Posole

E adapted this recipe to her liking, using canned hominy and adding chicken. It came out great, and we’ve made it about three times already. It can be made with or without the chicken — it’s good vegetarian too.

Ingredients

Soup
1 28 oz can hominy, drained
1 small white onion, diced
3 medium garlic cloves, peeled and smashed
3 dried red New Mexican chile peppers, stems removed (not too spicy)
1 tsp dried Mexican oregano
1 lb boneless chicken breast, cut into chunks
3 1/2 quarts water

Colorado sauce
2 tbsp extra-virgin olive oil
2 tbsp finely diced white
2 medium cloves garlic, finely chopped
1 tsp dried oregano
2 tbsp flour
1/2 tsp ground cumin
1/2 cup ground red chile
1/2 tsp fine grain sea salt
2 1/2 c water
a quarter of one lime

Garnishes
tortilla strips, crumbled queso fresco or feta, toasted dried Mexican oregano

Directions

Place hominy in a large heavy pot, 3 1/2 quarts of water, the chicken, the onion, garlic, chile peppers, and oregano. Bring to a boil, then simmer until the hominy is tender, and many of the kernels have flowered into popcorn shapes. This can take anywhere from 1 1/2 to 3 hours. Season with a couple teaspoons of salt roughly halfway through the cooking process. Season again once the posole is fully cooked.

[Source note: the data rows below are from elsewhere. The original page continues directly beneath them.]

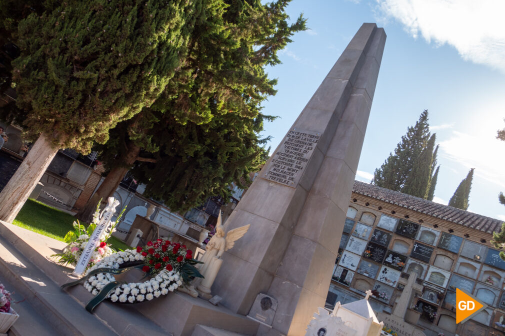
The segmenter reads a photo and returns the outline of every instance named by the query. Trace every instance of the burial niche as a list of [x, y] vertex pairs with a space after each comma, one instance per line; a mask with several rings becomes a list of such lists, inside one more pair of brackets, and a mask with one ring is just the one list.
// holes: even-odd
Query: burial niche
[[363, 212], [363, 214], [361, 215], [361, 219], [360, 219], [360, 221], [369, 225], [373, 225], [374, 222], [375, 221], [375, 215], [371, 212]]
[[456, 319], [448, 315], [441, 315], [438, 325], [453, 333], [456, 332]]
[[443, 287], [445, 282], [445, 275], [440, 272], [432, 272], [430, 273], [430, 277], [428, 281], [430, 283]]
[[475, 276], [476, 271], [477, 267], [468, 262], [461, 262], [460, 266], [458, 267], [458, 273], [469, 277], [473, 277]]
[[438, 267], [445, 269], [445, 270], [450, 270], [450, 267], [452, 266], [452, 259], [446, 255], [443, 254], [437, 254], [435, 257], [435, 261], [433, 265]]
[[353, 208], [352, 206], [349, 206], [347, 208], [347, 213], [346, 215], [349, 218], [356, 217], [357, 213], [358, 213], [358, 209], [356, 209], [356, 208]]
[[393, 243], [393, 248], [391, 250], [398, 253], [406, 254], [409, 252], [409, 247], [410, 246], [405, 242], [396, 240]]
[[494, 302], [494, 299], [496, 296], [494, 293], [487, 289], [487, 288], [479, 288], [477, 291], [477, 298], [485, 302], [487, 304], [492, 306]]
[[408, 274], [410, 274], [412, 272], [417, 273], [418, 277], [421, 277], [424, 273], [424, 267], [417, 263], [413, 262], [409, 265], [407, 272]]
[[419, 240], [433, 245], [433, 243], [435, 242], [435, 239], [436, 238], [436, 235], [433, 232], [428, 231], [428, 230], [424, 230], [422, 231], [421, 234], [419, 235]]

In the meantime, make the red sauce by combining the olive oil, onion, garlic, and oregano in a medium saucepan over medium heat. Stir continuously until the onion takes on a bit of color, a few minutes. Add the flour and cumin, and stir for a minute or two or until the flour browns a bit. Whisk the chile into 2 1/2 cups and pour it into the saucepan, whisking all the while. Stir until the sauce thickens a bit, dial down the heat and simmer, stirring occasionally, for fifteen minutes or so. Stir in a squeeze of fresh lime juice, and season with the salt, adding more to taste if necessary. Set aside until the posole has finished cooking.

Stir 1/2 cup of the red sauce into the pot of posole, and add more to taste. Spoon the posole into bowls and top with tortilla strips, cheese, and oregano.